Older homeowners stay put for nearly two decades

Older homeowners stay put for nearly two decades
Older homeowners have typically been in their properties around 10 years longer than younger owners, as home mover activity in the UK remains subdued.

Those aged 35-44 who own a property with a mortgage have lived there for an average of 6.8 years, according to Nationwide Building Society’s latest house price index, compared to 17.2 years for those aged 55-64.

The building society said that a lack of properties on the market may be one of the factors behind many homeowners’ decisions to stay put.

“This has led to a less liquid market, which may be deterring some potential home movers from trying to sell their own properties – a trend which becomes self-reinforcing,” said Robert Gardner, Nationwide’s chief economist.

The number of properties changing hands is currently equivalent to around 5% of the total number of homes in the UK, compared to 8% in the run up to the financial crisis more than a decade ago.

More homes ‘under-occupied’

Low turnover in the housing market means that the past decade has seen a steady increase in the proportion of under-occupied homes, Nationwide said. These are homes which are defined as those with two or more spare bedrooms.

Over half (54%) of owner-occupied properties are currently under-occupied, compared to just 15% in the private rental sector.

Robert Gardner said: “There is a demographic aspect to this. Alongside the rise in under occupation, there has been a marked decline in home ownership amongst younger age groups, in particular, those aged 25-34 and 35-44.

“Under occupation tends to be less prevalent amongst younger households, whereas around two thirds of properties owned by those aged 65 or over have two or more spare bedrooms.”

First-time buyer numbers up

Competitive mortgage rates combined with a strong jobs market and government schemes such as Help to Buy have helped boost first-time buyer activity, which has returned to pre-financial crisis levels.

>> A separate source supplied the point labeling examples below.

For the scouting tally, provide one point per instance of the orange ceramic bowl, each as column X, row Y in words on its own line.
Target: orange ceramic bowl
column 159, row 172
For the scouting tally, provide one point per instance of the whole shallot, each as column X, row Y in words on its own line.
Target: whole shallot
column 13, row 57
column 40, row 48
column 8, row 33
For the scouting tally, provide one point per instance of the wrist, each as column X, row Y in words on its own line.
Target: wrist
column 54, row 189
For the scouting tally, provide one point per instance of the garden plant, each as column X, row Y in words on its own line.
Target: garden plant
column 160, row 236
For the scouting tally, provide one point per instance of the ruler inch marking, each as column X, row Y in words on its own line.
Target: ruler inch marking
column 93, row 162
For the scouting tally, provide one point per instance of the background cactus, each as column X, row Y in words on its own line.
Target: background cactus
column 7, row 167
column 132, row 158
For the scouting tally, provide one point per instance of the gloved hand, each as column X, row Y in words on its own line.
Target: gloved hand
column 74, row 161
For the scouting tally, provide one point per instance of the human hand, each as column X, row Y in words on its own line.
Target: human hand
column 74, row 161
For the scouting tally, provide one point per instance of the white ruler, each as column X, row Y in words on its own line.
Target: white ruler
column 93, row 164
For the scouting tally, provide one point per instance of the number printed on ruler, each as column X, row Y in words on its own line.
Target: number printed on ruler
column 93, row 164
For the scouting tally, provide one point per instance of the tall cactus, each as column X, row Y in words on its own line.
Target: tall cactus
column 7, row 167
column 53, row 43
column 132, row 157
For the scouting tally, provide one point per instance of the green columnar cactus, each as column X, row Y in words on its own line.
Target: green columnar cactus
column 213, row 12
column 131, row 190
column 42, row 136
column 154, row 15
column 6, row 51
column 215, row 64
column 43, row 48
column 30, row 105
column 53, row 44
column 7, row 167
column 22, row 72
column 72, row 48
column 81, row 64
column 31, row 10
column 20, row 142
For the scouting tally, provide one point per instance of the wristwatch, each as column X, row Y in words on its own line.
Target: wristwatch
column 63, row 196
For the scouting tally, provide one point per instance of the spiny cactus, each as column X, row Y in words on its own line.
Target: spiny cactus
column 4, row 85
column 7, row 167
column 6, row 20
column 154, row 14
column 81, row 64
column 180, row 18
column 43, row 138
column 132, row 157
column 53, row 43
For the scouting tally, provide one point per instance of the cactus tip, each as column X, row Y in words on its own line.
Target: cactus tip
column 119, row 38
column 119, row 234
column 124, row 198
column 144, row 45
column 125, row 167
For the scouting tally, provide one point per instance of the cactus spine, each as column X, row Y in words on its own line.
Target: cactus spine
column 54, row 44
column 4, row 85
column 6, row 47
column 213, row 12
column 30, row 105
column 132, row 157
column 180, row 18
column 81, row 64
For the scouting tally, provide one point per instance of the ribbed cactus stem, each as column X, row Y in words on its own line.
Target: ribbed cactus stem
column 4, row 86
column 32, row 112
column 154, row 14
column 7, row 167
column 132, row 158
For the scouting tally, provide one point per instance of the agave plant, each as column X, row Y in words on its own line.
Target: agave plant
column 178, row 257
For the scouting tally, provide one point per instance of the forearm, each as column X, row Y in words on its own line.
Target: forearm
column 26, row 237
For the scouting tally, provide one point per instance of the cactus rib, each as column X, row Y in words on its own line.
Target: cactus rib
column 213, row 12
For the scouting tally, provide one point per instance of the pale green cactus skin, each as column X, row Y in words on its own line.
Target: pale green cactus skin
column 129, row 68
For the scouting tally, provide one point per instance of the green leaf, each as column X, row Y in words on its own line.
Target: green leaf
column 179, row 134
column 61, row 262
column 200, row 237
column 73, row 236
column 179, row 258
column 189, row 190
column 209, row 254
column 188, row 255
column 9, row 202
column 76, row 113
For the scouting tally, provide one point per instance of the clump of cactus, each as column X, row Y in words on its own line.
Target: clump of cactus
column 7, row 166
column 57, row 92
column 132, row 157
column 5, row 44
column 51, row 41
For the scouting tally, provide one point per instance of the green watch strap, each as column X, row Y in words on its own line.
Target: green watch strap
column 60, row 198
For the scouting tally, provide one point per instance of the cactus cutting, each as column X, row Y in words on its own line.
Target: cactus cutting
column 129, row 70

However, the decline in home ownership amongst younger age groups suggests people are getting onto the property ladder later in life.

“The declining proportion of younger owner occupiers may also be impacting home mover activity, as younger households tend to move more frequently,” said Robert Gardner.

Fewer people choosing to move combined with ongoing Brexit uncertainty has meant there has been little movement in house prices in recent months, with Nationwide’s latest data showing a modest 0.3% rise in July.

The average house price in the UK now stands at £217,663, according to the building society. Annual house price growth is also at 0.3%, the eighth consecutive month it has been lower than 1%.